Furthermore, there are investment inflows coming in from different mandates, according to the source.

"So I think the sense is that as long as the market backdrop stays constructive, that it's going to be okay."

And the source added that new Asian securities do little to over-saturate the market.

"Names like China and Korea are pretty much on the periphery in our market," noted the source. "It's not central to the emerging markets. I mean Korea is not even in the EMBI.

"Obviously it cuts across a lot of different investor groups," said the source. And the impact of Asian deals is far less than other issuances.

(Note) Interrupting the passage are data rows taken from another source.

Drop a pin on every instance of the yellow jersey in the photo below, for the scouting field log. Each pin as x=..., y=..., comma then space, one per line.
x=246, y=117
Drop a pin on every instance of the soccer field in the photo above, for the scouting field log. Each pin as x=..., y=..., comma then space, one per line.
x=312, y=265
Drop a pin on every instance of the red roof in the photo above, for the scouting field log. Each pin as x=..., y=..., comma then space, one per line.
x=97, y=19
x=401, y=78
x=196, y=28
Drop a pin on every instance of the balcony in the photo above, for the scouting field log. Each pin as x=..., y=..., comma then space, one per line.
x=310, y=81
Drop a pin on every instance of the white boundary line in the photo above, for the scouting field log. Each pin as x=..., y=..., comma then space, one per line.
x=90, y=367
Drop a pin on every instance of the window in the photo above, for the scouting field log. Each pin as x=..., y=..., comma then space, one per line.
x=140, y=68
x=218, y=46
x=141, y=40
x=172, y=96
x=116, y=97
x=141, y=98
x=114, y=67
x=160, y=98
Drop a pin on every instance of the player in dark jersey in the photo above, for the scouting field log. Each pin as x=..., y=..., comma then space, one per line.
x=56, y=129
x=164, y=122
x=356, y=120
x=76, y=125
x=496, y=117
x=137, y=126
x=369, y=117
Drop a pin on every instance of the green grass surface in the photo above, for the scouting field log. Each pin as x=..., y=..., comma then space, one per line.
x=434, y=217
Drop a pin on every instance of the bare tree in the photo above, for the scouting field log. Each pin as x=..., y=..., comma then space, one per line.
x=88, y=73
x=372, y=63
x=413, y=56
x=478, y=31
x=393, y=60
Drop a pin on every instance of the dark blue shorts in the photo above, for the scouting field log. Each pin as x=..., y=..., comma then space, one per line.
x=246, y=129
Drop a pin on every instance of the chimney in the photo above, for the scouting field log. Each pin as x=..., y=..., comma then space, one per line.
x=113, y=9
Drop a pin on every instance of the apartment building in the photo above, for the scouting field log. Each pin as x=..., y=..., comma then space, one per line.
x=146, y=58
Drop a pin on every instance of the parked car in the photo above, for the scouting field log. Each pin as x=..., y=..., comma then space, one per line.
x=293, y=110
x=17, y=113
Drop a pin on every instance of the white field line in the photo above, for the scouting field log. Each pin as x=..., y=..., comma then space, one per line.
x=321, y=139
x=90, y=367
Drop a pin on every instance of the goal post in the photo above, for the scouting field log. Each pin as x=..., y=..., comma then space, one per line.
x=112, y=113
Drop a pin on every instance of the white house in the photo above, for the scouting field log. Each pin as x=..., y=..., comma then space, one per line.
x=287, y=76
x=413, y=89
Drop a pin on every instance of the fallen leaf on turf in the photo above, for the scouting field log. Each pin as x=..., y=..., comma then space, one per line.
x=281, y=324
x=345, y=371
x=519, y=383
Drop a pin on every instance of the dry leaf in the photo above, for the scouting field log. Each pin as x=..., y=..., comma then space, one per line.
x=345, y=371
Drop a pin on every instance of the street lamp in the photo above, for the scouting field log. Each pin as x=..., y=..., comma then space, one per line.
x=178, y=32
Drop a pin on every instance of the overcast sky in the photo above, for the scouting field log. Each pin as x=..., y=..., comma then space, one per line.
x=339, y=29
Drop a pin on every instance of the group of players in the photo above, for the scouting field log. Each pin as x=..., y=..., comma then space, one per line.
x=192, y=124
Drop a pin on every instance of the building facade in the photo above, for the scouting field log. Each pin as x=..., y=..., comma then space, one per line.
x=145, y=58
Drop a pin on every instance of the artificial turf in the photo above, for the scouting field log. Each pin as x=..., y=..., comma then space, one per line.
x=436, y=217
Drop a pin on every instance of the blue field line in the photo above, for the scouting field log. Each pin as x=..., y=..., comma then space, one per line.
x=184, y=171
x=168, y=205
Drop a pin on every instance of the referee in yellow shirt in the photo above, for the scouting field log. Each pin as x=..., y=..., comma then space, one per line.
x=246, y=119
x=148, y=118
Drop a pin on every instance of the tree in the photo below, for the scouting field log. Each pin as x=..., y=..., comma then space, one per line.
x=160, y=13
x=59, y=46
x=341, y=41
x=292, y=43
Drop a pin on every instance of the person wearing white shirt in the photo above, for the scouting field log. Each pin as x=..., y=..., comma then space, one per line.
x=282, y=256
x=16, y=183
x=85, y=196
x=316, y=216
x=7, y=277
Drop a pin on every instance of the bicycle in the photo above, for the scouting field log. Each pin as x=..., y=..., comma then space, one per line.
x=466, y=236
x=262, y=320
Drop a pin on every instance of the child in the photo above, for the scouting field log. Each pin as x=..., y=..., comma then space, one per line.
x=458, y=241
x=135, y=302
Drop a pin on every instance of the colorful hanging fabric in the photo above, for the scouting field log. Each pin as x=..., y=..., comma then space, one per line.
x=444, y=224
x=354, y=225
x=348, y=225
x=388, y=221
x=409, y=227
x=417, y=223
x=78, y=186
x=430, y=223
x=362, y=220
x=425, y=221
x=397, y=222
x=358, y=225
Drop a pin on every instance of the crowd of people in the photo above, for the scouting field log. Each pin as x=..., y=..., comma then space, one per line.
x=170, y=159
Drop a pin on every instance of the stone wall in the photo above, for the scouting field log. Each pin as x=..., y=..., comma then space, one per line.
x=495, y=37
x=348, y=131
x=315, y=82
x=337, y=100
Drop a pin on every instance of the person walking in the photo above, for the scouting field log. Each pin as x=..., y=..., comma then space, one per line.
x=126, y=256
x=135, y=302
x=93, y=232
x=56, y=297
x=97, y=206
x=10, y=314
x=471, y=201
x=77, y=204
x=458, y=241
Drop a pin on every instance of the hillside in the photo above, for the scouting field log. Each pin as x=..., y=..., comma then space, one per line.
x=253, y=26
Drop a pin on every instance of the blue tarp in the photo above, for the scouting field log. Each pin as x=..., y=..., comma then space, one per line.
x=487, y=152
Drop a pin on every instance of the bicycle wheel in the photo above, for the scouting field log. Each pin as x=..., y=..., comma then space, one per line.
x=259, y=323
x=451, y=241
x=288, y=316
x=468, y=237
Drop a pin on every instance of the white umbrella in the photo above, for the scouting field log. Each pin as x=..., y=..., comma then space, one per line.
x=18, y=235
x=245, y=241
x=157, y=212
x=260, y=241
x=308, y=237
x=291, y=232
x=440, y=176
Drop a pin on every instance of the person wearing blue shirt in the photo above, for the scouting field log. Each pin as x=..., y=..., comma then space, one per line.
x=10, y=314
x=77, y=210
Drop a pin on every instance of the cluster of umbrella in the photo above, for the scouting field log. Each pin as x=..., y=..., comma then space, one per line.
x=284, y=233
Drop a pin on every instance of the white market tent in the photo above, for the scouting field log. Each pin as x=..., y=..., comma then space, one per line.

"If a Korean deal came and did poorly for whatever reason you wouldn't nearly have the impact on the market that Brazil deal would have," concluded the source.

Russian paper not impacted by Putin's orders

In general, Russian paper has not been impacted by the sweeping changes to the political system ordered by president Vladimir Putin, which give more power to the Kremlin.

"It's a pretty core issue. Anyone who has been watching Russia should not be entirely surprised by it," said the sell-side source.

"But people pay more attention to the fact that the shareowner thing at Gazprom was being liberalized.

"If oil prices were at $20, I guess people would be a lot more worried about it than they are with oil prices at $45," added the source.

However, for the day, the Russian bond due 2030 was slightly down 0.063 to 96.062 bid.

Reg S deals popualr

The emerging market pipeline is robust with the deals from Asia and Eastern Europe. The catch is that many of them are formatted as Regulation S, which sidelines a significant proportion of investors.

"It's just a lot of those issuers don't naturally have their Rule 144A disclosure," added the sell-side source. "There is a different level of disclosure that you do for Reg. S versus 144A.

"The 144A is more rigorous. It takes longer and it's more expensive.

"So issuers just say that if my needs are limited enough, I can meet them with offshore demand.

"I don't need to go through that extra expense, time and trouble of 144A."